Archive for September, 2006

The new website

Monday, September 11th, 2006

Dean and I are getting my needlepoint site up and running. check it out – modernneedlepoint.com

carrie wolf needlepoint ~ sea glass

Tuesday, September 5th, 2006

carrie wolf needlepoint ~ sea glass

On birds, humans and the planet

Monday, September 4th, 2006

I guess birds have always been an easy way to commune with nature. They are an utterly foreign creature from ourselves, which makes them intreresting, with their unlikely concoction of feathers, beaks and claws, and the innate ability to fly. We can very quickly lure them into our surroundings by offering food and water – they almost always accept. We often though are disappointed at the overall lack of variety that we attract to our little oases, just sparrows, or just dove. We crave the more showy, colorful bird characters, the painted bunting, the vast variety of warbler, oriole, yet almost every other action that we as humans engage in, effectively limits our ability to ever see these standouts among birds. Here in Texas, we have launched a full-scale attack on the native cedar (juniper) trees because we need to put houses there instead, the cedar are scrubby, and we don’t appreciate the havoc the pollen wreaks on our sinuses. The Golden-Cheeked Warbler, which nests exlusively in the central part of Texas, depends on these cedar trees. They make their nests out of long strips of cedar bark held fast with spider web glue. Should we expect or suggest that to survive in this overly fast-paced, changing world, the Golden-Cheek better adapt to a new kind of tree to use for its nest? Change its behavior that has been fine-tuned for ages, just so that we as humans can make this world entirely and selfishly our own?

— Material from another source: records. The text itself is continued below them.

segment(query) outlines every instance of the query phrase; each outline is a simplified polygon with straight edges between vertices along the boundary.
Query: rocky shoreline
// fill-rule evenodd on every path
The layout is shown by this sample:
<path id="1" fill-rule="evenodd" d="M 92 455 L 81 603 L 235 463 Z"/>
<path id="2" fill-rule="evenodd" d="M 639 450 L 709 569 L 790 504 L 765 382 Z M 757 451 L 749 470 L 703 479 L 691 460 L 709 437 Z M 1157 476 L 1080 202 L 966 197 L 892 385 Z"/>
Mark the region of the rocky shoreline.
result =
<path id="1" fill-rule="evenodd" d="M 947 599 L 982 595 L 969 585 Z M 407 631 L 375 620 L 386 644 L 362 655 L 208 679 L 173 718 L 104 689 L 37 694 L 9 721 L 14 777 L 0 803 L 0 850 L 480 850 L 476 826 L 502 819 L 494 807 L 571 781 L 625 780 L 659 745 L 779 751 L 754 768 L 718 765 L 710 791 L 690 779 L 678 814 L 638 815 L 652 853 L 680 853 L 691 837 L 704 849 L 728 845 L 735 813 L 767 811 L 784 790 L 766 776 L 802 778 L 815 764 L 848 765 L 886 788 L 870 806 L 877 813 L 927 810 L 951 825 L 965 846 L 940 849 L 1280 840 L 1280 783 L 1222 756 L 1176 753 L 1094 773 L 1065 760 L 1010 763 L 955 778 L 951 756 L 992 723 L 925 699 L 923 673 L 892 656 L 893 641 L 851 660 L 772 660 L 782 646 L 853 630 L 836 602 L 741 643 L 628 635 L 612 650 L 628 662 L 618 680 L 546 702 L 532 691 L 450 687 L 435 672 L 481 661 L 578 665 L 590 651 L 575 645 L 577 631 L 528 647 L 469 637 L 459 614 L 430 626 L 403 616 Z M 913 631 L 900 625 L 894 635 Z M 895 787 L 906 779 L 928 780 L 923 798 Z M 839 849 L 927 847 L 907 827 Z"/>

I am reminded over and over of all of the science fiction that I have read – scenes of terra-forming planets to suit our purposes, the need to search out new planetary resources because we have depleted our own in our recklessness and our shortsightedness. Is it even possible, with our human population as immense as it has become – to turn back now? Or is it all just a matter of waiting for the inevitable planet-recycling event that will wipe humanity off of the face of the earth in order for nature to start the process all over?

I also can’t help but stop and think about how our vast race of humans, will someday be the fossil-fuels for future beings. All of our bodies will lay in the ground for eons, pressure, heat and time, slowly being converted into just the precious resource that we crave so badly and use with such wild abandon.

More from John Hay – In Defense of Nature – 1969

Monday, September 4th, 2006

“Extra-human, extra-natural terms divide us from compassion. We have a death-dealing capacity that is without parallel; and, having to a large extent disorganized the gradual, assimilated experience which bound man to place, we have thrown events not only into the hands of unpredictable change but into the unknown capacity of mankind to keep control without appalling tyranny. We are governed by our obsession with means. We have been treating the earth with a recklessness which is no tribute to human genius. The almost total poisoning of the natural environment is only being postponed by fragmentary efforts.

The great danger in a revolutionary world that takes us with it in spreading mobility, forced communication and unprecedented speed, uncertain of the outcome, is that we will take our own risks and live out our own violence as we can. In other words, we may risk the habitable earth for the sake of mere impetus. Perhaps the awareness of disaster will prevent us from bringing on our artificial ice age which could postpone spring for ten thousand years. Perhaps we can, by conscious, continual effort, keep turning the bow aside to save the ship. We will have to try, in this one world. We have come now to the point where we meet the living earth either in terms of fundamental conflict or fundamental cooperation. All our pillaging and presumption have brought us face to face with ultimate limits. We have pushed ourselves and the rest of life on earth to a point where one step more could mean survival or extinction.”

carrie wolf ~ needlepoint for the modern home

Saturday, September 2nd, 2006

carrie wolf needlepoint

More recent reading

Saturday, September 2nd, 2006

From John Hays – The Immortal Wilderness (1987)

“We put the whole animal kingdom down as being lower than ourselves, but their travels are flexible and they have minds which work according to rhythmic consistencies and recurrences of the earth. That’s about as deep as you can get.”

Recent reading

Saturday, September 2nd, 2006

PRINCIPLE OF SUBOPTIMIZATION

The well-being of an element is dependent on the well-being of the system of which it is a part. It is sometimes necessary for an element to limit its goals and actions in order to preserve the well-being of the system. In acting to achieve its goals one element may come to constrain the actions of another element to the point of serious injury to the other element.